Pretribs think that “the last hour” in 1 John 2:18 implies an imminent rapture. I gave three reasons why it does not.
“Children, it is the last hour, and just as you heard that the antichrist is coming, so now many antichrists have appeared. We know from this that it is the last hour.” (1 John 2:18)
In the immediate context, John is teaching his readers not to “love the world” by desiring its fleshy attachments (1 John 2:15–17). The state of the world prompts John to claim that it is the “last hour,” including the deceptive teaching that “denies that Jesus is the Messiah” (v. 22). This teaching crept in among the believers who John is writing to: “I have not written to you that you do not know the truth, but that you do know it, and that no lie is of the truth….These things I have written to you about those who are trying to deceive you” (1 John 2:21, 26).
Pretrib interpreters have claimed that 1 John 2:18 supports imminence. This is mistaken. It is another example, of many, that we have seen where pretrib interpreters read imminence into the biblical text. We are told that John’s statement “it is the last hour” means that the next event on the prophetic calendar is the rapture of the church. How exactly they come to this conclusion from the text itself is not possible. They do, however, come to this conclusion based on flawed presuppositions.
They assume that “last hour” excludes the period when the Antichrist arrives. This is fallacious for three reasons. First, nowhere in this passage, nor anywhere in the Bible, does the expression “last hour” indicate that the coming Antichrist is excluded. The pretrib interpreter must assume this.
Second, for the sake of the argument let’s assume this is true, that it does mean the period before the Antichrist. A salient problem remains for them—it does not follow that the rapture will happen before the Antichrist. They have to assume this as well to maintain imminence, injecting the notion that the rapture happens before the Antichrist arrives. This assumption is found in the mind of the pretrib interpreter, but not found in the biblical text.

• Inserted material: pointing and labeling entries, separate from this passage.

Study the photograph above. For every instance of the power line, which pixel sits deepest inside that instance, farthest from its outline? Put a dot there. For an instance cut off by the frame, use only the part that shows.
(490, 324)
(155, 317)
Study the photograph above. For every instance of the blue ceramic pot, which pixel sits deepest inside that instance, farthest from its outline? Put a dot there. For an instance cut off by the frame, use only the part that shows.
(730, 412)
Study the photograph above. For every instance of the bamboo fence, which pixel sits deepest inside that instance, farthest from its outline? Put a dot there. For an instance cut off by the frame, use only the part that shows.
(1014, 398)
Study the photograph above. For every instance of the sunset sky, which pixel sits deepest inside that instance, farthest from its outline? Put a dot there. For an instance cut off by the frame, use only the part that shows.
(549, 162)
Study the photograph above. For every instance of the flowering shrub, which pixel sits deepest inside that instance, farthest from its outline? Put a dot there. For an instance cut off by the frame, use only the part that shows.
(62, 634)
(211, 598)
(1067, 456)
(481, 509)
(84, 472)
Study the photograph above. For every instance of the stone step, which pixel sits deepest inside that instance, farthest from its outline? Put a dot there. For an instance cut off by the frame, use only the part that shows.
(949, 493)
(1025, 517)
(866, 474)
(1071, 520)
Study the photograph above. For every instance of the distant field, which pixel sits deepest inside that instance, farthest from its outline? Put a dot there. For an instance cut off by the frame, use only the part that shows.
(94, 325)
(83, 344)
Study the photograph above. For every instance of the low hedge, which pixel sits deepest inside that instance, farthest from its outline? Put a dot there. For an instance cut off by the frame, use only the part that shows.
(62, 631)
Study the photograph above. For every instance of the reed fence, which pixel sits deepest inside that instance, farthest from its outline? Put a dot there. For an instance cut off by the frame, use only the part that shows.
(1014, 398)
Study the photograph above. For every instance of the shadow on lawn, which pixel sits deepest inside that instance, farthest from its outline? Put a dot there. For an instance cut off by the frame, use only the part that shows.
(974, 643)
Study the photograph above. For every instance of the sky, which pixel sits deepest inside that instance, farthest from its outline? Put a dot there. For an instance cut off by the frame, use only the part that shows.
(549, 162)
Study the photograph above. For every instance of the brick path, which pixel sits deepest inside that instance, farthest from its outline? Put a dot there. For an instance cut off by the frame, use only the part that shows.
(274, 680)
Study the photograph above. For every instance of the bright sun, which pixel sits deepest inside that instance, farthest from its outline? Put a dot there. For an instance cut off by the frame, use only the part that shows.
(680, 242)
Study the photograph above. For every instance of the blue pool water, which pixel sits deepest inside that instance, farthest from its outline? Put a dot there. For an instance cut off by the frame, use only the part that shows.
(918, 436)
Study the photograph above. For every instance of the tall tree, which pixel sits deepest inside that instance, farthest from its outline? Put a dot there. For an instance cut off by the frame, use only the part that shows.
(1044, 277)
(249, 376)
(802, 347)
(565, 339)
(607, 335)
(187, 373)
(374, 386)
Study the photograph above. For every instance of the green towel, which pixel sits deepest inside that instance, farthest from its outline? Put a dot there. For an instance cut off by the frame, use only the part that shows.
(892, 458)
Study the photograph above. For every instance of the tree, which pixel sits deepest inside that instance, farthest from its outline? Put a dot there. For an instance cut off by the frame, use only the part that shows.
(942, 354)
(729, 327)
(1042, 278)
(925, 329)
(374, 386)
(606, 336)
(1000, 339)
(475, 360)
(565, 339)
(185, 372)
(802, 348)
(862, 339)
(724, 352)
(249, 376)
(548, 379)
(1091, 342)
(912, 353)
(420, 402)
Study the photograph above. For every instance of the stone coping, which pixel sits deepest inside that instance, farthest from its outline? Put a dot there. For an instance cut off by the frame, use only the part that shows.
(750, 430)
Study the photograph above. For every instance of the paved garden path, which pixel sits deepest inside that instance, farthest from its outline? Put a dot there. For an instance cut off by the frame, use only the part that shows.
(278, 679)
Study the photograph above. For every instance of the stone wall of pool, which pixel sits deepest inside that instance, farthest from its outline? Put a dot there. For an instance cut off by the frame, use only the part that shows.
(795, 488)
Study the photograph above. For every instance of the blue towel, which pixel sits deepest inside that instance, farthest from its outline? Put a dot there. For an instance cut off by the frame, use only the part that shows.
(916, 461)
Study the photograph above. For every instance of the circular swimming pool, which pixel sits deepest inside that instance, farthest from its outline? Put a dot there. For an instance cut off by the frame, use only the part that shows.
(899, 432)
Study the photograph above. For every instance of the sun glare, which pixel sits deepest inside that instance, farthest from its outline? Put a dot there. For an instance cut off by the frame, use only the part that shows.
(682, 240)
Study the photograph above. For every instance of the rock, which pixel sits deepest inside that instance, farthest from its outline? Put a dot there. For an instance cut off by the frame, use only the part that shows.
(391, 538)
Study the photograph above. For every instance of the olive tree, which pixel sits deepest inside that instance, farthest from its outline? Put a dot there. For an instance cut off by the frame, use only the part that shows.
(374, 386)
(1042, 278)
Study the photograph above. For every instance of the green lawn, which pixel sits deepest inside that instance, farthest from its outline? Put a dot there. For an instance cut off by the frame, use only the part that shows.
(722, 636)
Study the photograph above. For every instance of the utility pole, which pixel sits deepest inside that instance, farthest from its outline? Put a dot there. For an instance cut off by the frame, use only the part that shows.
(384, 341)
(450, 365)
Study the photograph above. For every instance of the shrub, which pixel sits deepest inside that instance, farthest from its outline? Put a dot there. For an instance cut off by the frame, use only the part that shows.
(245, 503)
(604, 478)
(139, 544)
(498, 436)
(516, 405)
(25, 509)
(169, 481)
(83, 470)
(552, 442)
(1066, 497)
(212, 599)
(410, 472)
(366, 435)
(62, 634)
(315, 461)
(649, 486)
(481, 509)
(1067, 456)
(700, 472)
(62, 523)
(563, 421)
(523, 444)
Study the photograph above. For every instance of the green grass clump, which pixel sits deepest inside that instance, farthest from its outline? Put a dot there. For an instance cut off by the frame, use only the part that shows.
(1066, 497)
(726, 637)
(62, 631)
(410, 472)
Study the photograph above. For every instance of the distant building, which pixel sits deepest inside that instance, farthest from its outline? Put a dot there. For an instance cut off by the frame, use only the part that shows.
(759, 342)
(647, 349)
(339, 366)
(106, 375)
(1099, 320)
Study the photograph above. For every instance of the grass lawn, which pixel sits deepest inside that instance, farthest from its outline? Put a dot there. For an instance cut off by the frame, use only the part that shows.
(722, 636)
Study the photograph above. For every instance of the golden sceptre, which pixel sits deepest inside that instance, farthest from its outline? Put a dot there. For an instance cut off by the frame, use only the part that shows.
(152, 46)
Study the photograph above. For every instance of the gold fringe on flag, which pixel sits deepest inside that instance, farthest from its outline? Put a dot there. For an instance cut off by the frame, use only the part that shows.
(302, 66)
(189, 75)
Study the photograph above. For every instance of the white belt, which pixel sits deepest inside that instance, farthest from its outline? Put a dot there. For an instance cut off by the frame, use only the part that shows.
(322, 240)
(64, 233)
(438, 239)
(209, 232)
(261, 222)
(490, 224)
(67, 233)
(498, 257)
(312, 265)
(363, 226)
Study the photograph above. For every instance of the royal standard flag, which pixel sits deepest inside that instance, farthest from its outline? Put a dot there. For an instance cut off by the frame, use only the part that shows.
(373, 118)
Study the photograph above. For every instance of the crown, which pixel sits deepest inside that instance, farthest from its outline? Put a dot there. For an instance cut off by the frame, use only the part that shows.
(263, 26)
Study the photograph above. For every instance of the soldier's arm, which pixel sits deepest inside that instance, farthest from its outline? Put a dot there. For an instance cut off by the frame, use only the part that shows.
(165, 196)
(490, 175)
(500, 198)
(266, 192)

Third, it is ironic that they cite this verse as supporting imminence, since it indicates the opposite. John states that his readers have already witnessed many antichrists: “so now many antichrists have appeared…they went out from us, but they did not really belong to us.” John defines “antichrist” as “the person who denies the Father and the Son” (v. 22). In the same breath, John has indicated that his readers should expect to see the future Antichrist: “that the antichrist is coming.” There is no exegetical basis to affirm that the church witnesses the former, but will not witness the latter. John never suggests that the church will witness past and present antichrists, but they will not witness the future Antichrist. This inconsistency by the pretrib interpreter is unwarranted. And John does not suggest at all to his readers that they should expect to be raptured before the coming Antichrist. John simply notes the coming of the Antichrist as matter-of-fact. It would make John’s teaching unintelligible and irrelevant for his readers to read it otherwise.
In conclusion, by applying the pretrib’s own definition of imminence to 1 John 2:19—no prophesied events will intervene before the rapture of the church—this proof text does not pass muster as support for imminence.